Elle nettoya la chambre abandonnée. Pendant les semaines qui avaient précédé la maladie, la saleté s’y était amoncelée et les papiers étaient épars dans tous les coins. Elle eut le temps, pendant ses veillées, de les classer. Il s’y trouvait beaucoup de lettres. Elle les lut. L’homme dans son lit était sa proie, — momentanée ; mais compte seul le moment présent ; l’avant et l’après ne sont rien. Toutes les dépouilles du prisonnier faisaient partie du butin.
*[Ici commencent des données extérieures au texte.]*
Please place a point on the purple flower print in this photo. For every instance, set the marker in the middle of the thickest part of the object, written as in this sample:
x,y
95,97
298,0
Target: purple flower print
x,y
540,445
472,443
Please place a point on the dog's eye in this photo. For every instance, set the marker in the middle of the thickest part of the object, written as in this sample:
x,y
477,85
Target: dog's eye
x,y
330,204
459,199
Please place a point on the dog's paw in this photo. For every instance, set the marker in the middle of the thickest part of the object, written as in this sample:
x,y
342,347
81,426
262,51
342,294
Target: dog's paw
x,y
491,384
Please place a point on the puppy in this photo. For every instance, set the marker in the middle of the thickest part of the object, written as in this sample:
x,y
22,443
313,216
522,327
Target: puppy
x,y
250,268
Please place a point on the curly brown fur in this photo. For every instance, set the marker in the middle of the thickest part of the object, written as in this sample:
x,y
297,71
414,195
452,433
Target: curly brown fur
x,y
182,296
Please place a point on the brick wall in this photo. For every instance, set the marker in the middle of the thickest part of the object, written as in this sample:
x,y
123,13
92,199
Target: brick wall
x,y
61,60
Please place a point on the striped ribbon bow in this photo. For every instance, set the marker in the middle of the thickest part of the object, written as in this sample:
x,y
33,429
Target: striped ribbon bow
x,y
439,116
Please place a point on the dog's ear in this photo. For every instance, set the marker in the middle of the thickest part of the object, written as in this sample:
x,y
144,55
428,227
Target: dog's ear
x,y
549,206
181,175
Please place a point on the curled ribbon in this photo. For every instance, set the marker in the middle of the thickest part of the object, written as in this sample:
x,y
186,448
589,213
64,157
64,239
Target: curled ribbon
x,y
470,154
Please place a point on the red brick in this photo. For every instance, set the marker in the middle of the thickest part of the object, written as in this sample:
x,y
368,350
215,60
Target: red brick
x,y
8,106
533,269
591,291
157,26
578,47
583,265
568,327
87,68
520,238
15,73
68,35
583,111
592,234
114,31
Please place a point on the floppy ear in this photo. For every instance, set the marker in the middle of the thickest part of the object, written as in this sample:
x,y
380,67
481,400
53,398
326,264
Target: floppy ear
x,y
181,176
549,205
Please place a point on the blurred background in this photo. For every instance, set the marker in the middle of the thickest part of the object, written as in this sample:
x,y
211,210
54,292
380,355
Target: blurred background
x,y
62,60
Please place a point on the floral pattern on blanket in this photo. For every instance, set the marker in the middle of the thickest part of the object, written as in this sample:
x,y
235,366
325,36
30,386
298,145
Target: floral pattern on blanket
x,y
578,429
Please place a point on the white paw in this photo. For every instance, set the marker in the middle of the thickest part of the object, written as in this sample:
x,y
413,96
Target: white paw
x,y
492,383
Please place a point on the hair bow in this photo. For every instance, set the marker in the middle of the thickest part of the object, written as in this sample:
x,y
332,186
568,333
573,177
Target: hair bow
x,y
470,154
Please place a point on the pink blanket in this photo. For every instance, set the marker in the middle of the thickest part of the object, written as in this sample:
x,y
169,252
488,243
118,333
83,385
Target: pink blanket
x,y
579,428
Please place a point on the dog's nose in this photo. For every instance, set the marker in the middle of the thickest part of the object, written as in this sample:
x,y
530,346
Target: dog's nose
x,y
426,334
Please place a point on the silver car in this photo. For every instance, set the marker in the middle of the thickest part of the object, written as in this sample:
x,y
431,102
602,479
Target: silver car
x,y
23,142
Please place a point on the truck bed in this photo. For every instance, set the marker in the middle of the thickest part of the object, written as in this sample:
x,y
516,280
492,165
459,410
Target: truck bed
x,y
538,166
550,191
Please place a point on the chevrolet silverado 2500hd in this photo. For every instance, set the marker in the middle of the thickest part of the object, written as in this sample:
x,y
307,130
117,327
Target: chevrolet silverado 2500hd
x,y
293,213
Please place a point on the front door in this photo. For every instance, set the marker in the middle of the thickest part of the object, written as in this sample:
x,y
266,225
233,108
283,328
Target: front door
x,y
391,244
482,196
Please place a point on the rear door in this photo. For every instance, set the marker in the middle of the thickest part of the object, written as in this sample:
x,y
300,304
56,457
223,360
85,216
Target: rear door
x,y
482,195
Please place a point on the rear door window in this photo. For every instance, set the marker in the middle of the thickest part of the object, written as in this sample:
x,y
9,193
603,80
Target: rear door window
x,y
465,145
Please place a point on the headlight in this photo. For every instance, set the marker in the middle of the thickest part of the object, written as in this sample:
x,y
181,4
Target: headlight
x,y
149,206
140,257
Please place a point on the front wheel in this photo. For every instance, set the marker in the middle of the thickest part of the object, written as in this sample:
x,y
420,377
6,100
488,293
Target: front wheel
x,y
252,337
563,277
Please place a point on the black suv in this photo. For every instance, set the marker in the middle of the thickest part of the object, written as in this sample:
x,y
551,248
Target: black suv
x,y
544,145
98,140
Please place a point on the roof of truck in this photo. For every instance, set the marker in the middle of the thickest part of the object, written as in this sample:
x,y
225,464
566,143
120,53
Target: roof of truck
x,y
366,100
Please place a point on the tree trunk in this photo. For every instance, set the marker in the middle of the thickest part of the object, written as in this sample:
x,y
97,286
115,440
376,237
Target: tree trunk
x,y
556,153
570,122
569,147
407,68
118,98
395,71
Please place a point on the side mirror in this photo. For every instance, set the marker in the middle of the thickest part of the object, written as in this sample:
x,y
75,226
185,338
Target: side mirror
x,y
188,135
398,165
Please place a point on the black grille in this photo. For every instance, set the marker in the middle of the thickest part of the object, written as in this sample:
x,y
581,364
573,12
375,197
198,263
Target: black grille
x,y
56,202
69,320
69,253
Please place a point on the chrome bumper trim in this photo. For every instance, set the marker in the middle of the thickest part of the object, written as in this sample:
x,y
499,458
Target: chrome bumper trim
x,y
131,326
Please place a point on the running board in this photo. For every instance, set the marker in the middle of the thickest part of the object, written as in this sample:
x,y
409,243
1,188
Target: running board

Beaucoup des lettres étaient de la « maman ». De son écriture ferme et élancée, qui s’envolait par grands coups d’ailes réguliers, comme un oiseau sûr de son chemin, surgit Annette. Sa figure passionnée se dessina dans la chambre obscure, au fond des yeux de Assia. À chaque page que tournaient les doigts de l’envahisseuse, le dessin, fier et tendre, se précisait. Bientôt, elles furent l’une en face de l’autre, se mesurant. Elles ne se dirent rien. Assia, les lettres repliées, flairait la femme inconnue. Elle évaluait son énergie d’amour et de combat : la force vitale. Elle s’y connaissait. Elle ne s’y trompa point. L’homme couché dans la chambre à côté lui en valut davantage, pour être sorti de cette femme.